Focused on the “triple bottom line” of sustainability (economic, social and environmental sustainability), Net Impact is an internationally recognized nonprofit organization with more than 260 chapters worldwide.

Zach Friedman, a fourth-year in marketing and co-creator of OSU’s certificate program, said he saw various sustainability-related clubs and organizations around campus and knew there wasn’t a need for more activities.

“We don’t have to invent opportunities, the opportunities exist,” Friedman said.

Along with co-creator Aaron Alpeter, a fourth-year in logistics management, Friedman’s vision was to create an umbrella program under which students could participate in their respective sustainability-related clubs and organizations in a more universally valuable way.

“It’s essentially matchmaking the right kind of passionate students to the right kind of opportunities and then giving them credit, standardizing it and then marketing that credit to employers,” Alpeter said.

Funding for the certificate program is still being finalized and Friedman said he hopes to involve multiple stakeholders including the Fisher College of Business and the OSU Office of Energy and Environment, as well as individual donors.

Previously offered exclusively to students in the Fisher College of Business industry cluster, the point-based certificate program will give students a “cool and robust experience in sustainability that is really manageable and quantifiable to future employers,” Friedman said.

Students who are accepted to the program will use Carmen to track their status in the program and are awarded points in four different categories: theory, practitioner, project and leadership.

Points can be earned in a variety of ways, allowing students to create their own program based on their sustainability interests.

“Sustainability is this broad, messy, awesome thing that is really hard to define,” Friedman said. “We’re being descriptive of a really good solution instead of prescriptive.”

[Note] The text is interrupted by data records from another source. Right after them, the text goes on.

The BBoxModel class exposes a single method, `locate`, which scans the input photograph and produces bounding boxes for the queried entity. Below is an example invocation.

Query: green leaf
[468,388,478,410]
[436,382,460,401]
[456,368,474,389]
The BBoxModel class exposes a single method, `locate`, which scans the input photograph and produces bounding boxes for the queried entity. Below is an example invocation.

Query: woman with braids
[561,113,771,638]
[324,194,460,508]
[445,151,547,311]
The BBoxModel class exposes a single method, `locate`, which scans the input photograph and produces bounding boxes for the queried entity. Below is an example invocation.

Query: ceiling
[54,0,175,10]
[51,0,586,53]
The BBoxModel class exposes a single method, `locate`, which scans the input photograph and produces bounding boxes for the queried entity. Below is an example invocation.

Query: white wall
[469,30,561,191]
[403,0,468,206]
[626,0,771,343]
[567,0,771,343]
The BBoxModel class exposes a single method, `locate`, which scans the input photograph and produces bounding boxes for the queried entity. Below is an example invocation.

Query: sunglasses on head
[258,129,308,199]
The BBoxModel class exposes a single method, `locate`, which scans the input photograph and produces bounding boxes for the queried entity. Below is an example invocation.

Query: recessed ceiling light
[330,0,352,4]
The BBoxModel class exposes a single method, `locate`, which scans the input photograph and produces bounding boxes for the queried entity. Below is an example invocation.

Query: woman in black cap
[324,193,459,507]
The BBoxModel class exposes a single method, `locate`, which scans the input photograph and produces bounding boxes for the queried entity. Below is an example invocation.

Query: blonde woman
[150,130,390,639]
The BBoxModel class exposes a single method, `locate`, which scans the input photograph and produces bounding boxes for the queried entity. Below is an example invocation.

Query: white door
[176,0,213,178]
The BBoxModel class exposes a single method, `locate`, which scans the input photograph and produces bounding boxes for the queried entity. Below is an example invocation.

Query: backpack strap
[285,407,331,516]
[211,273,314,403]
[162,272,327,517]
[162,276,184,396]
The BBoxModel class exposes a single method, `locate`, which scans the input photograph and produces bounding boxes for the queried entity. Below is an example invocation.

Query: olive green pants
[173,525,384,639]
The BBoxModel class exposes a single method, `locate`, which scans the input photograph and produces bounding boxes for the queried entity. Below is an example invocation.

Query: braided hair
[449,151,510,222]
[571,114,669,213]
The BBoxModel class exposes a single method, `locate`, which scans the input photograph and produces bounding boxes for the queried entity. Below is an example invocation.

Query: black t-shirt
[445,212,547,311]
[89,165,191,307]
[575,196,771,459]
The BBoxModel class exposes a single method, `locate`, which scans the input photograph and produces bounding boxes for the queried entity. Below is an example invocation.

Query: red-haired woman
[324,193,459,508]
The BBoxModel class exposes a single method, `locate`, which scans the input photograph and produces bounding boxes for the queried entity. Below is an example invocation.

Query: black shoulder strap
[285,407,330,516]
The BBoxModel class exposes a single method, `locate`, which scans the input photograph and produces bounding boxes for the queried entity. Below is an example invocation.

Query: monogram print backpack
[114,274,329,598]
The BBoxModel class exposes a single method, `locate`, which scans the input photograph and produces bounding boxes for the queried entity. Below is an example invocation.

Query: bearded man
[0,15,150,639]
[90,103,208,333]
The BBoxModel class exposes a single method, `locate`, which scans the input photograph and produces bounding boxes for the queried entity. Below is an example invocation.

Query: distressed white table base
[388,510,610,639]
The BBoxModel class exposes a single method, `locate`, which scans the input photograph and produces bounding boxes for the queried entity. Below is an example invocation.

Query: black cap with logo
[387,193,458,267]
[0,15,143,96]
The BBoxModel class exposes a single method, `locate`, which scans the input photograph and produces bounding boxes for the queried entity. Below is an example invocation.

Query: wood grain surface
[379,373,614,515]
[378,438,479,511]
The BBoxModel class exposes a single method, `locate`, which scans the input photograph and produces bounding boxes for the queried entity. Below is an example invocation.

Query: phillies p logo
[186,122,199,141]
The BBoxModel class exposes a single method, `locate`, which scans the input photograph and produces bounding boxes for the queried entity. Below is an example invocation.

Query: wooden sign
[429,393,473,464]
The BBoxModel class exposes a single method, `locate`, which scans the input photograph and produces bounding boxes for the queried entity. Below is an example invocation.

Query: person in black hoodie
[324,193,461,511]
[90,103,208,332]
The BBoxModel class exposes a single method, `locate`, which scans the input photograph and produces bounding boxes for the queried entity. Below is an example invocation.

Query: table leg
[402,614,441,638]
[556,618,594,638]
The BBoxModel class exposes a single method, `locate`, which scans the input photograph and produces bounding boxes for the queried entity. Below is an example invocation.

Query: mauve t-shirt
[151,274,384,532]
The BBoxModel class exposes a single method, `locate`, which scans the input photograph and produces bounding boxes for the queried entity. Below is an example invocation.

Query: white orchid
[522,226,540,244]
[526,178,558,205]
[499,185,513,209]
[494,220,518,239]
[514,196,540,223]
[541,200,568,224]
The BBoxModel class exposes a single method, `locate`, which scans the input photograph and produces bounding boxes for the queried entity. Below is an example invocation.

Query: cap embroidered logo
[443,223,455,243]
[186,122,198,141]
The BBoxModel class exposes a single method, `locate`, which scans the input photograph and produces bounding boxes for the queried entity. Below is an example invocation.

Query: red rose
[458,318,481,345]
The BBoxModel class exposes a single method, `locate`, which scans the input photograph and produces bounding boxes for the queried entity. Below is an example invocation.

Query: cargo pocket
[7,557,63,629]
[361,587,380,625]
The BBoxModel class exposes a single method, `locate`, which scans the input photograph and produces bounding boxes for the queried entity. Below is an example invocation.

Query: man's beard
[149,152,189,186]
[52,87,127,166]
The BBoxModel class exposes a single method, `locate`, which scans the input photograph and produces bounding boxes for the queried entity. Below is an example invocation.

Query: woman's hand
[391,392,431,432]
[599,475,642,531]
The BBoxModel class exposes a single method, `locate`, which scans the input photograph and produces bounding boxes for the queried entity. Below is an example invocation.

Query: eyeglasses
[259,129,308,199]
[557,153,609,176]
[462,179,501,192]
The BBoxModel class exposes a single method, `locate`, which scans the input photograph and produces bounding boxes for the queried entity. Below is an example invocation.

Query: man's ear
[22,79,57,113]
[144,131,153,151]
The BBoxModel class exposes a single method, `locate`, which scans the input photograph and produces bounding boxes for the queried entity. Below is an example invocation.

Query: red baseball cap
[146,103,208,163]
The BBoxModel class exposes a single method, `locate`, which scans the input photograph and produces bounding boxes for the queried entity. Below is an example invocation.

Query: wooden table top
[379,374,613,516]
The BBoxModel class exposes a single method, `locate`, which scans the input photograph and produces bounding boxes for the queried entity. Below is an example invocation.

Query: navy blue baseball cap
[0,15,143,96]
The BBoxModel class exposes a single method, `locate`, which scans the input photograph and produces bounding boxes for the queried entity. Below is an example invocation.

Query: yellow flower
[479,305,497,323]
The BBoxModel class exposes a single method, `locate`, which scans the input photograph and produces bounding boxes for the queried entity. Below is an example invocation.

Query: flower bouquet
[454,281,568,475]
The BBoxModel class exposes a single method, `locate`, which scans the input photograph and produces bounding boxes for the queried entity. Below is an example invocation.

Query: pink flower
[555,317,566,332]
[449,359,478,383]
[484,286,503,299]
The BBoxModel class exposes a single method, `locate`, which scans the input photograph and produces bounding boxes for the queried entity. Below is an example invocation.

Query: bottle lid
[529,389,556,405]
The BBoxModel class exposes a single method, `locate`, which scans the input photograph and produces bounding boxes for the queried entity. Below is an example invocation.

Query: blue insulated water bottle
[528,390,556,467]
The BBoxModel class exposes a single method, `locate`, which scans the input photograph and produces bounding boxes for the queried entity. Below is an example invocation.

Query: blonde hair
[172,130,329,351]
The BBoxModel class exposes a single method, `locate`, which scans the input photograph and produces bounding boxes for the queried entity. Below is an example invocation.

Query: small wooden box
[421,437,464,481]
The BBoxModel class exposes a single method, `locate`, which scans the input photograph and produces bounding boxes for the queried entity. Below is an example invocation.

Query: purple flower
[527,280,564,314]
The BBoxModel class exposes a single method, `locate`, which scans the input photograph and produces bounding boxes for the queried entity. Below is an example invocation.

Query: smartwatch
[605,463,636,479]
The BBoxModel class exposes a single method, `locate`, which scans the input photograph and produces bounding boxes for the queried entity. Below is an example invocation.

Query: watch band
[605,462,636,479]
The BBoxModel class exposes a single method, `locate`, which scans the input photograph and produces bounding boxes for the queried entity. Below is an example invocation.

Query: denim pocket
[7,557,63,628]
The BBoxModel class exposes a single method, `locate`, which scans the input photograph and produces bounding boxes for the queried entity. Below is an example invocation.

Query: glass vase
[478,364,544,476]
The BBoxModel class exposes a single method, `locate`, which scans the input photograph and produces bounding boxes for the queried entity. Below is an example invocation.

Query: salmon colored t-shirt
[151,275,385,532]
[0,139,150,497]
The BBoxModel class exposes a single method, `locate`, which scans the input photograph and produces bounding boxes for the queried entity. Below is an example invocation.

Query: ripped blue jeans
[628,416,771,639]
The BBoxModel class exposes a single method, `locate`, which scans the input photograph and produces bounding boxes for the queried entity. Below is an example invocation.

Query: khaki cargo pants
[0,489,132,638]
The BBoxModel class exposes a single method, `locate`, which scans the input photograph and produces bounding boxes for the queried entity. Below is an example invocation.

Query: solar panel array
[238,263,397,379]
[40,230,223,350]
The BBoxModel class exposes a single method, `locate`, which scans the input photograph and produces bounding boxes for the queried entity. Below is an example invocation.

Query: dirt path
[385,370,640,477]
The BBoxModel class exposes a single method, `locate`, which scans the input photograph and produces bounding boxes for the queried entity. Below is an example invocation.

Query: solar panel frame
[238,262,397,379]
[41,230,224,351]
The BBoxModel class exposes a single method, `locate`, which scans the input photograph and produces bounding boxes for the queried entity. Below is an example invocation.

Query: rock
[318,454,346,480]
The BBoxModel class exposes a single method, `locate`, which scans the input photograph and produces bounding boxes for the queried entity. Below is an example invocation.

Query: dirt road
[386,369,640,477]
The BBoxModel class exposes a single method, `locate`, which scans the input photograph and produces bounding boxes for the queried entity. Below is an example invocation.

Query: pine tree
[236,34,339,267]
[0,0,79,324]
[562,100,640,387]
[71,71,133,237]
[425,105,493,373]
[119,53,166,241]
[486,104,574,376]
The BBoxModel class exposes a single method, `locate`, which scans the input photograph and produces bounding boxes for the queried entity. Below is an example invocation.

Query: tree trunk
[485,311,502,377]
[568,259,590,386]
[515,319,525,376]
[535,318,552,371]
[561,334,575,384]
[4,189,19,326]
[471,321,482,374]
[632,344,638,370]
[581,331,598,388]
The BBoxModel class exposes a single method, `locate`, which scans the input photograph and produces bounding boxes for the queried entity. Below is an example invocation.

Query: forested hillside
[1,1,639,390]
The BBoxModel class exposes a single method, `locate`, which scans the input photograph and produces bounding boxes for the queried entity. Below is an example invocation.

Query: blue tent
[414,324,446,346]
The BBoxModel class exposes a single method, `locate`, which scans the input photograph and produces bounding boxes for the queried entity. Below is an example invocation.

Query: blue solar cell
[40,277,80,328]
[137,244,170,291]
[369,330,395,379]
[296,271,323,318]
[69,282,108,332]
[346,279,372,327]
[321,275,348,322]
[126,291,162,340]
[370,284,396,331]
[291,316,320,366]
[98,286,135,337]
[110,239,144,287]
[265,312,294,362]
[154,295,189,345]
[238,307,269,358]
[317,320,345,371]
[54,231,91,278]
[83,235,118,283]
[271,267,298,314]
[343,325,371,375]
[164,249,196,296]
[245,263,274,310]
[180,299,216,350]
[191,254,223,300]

Sustainability is roughly defined as the long-term maintenance of environmental resources.

Though the certification is new, Friedman said he hopes the program’s partnership with Net Impact and the Fisher College of Business will help give it weight in the business world.

Rao Unnava, associate dean of undergraduate programs in the Fisher College of Business, said the program has potential in the business world.

“If this is executed right and correctly, companies will value the certificate,” Unnava said.

The certificate program will also include a sustainability-related career fair to tell employers about the program and connect students with future employers, Friedman said.

Unnava said he believes sustainability is an important factor for companies to consider and might even determine profits.

“You could be very profitable as a business because you are sustainable,” Unnava said. “Our hope is that people recognize sustainability as something that should be integrated into their everyday thinking.”

After taking an engineering survey class, Peter Worley, a second-year in mechanical engineering, said he knew he wanted to be involved in a campus sustainability movement but didn’t know where to start.

Worley said he found his niche after talking to Friedman about Net Impact and the certificate program.

“This is something I totally want to be a part of and is (somewhere that) I can actually make my impact,” Worley said.

Representatives from the Net Impact headquarters did not respond for comment.

Worley is part of what Friedman calls the “next generation” of Net Impact leaders.

“They’re going to do so much more than I ever could,” Friedman said. “My goal is to empower the next generation of leaders to have a cohort of people and changemakers that are going to make a big difference.”